Die Einwände: Bereite dich auf Klassiker vor
Du wirst sie hören, diese Standardsätze. „Im Moment ist das Budget ausgeschöpft.“ Oder: „Du machst einen super Job, aber das muss noch warten.“ Jetzt nicht in die Defensive gehen – sondern souverän zurückspielen:
„Das verstehe ich. Was wären aus Ihrer Sicht messbare Kriterien, die wir für eine Erhöhung in drei Monaten ansetzen könnten?“
„Gibt es in der Zwischenzeit alternative Modelle wie Boni, zusätzliche Urlaubstage oder Weiterbildungsbudget, die wir nutzen könnten?“
Du signalisierst: Du verstehst das System – aber du lässt dich nicht vertrösten.

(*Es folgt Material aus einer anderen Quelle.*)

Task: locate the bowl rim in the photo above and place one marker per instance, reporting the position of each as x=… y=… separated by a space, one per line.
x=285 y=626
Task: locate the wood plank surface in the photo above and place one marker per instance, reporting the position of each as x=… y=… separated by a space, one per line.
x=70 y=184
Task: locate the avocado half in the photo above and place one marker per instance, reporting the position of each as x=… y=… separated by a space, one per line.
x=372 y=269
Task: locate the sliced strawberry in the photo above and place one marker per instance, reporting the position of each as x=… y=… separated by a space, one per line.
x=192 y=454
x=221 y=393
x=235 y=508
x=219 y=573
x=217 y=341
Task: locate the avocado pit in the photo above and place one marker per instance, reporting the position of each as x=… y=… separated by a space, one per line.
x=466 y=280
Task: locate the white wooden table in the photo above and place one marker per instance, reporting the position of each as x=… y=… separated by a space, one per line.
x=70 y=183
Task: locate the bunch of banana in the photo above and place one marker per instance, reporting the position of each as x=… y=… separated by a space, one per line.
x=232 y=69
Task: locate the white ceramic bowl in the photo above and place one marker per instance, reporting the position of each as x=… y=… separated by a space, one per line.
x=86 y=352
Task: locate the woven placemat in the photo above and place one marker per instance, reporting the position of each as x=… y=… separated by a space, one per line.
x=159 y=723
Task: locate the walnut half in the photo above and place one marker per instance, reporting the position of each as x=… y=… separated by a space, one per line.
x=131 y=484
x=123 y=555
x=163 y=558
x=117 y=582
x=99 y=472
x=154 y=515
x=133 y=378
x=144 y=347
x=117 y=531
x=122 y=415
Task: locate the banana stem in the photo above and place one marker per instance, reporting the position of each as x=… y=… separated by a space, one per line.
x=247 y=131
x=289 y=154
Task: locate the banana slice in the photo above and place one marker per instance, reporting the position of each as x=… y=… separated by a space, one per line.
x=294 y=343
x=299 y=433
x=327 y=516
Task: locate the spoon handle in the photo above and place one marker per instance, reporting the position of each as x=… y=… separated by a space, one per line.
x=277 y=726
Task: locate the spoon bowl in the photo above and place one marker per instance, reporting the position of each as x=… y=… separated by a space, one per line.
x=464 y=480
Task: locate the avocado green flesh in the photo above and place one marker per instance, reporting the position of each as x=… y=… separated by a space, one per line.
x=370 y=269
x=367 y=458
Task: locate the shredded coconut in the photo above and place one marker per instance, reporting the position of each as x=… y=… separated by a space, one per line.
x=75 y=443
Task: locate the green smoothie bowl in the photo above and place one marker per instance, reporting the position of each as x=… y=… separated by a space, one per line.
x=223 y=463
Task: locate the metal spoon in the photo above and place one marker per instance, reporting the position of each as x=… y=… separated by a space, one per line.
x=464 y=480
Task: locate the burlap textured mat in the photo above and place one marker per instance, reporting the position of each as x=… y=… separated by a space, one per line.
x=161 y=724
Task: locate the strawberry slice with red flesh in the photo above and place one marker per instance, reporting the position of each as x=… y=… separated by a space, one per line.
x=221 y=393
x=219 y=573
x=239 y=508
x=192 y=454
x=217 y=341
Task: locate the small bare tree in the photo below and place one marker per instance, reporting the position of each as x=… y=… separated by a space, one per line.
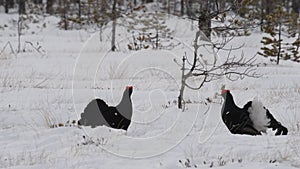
x=233 y=68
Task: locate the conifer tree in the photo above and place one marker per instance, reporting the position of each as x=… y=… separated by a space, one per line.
x=280 y=27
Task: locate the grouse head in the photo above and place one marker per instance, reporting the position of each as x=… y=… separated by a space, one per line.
x=129 y=89
x=224 y=93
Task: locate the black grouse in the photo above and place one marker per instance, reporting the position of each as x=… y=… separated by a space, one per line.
x=252 y=119
x=98 y=113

Die Exit-Strategie: Kein Drama, aber ein klarer Plan B
Nicht jede Gehaltsverhandlung endet mit einem „Deal“. Und das ist okay – solange du nicht ohne Perspektive rausgehst. Frag aktiv nach einem Folgegespräch mit klarem Ziel:
„Wenn eine direkte Anpassung aktuell nicht möglich ist, würde ich gerne in drei Monaten erneut sprechen – auf Basis definierter Ziele. Können wir das so festhalten?“
Und wenn gar nichts geht? Dann weißt du, woran du bist – und hast die Grundlage, selbst zu entscheiden, ob du deine Zukunft weiter in dieser Organisation siehst.
Fazit: Du verhandelst nicht um Geld – du verhandelst um Anerkennung
Am Ende geht es nicht nur um Zahlen. Es geht um Wertschätzung. Um Augenhöhe. Und um die Frage, wie ernst man dich in deiner Rolle wirklich nimmt. Du musst nicht der Lauteste im Raum sein – aber du musst klar sein. Klar in deiner Leistung. Klar in deiner Erwartung. Und klar in deinem Auftritt.
Denn eins steht fest: Wer weiß, was er wert ist, lässt nicht mit sich handeln – sondern verhandelt.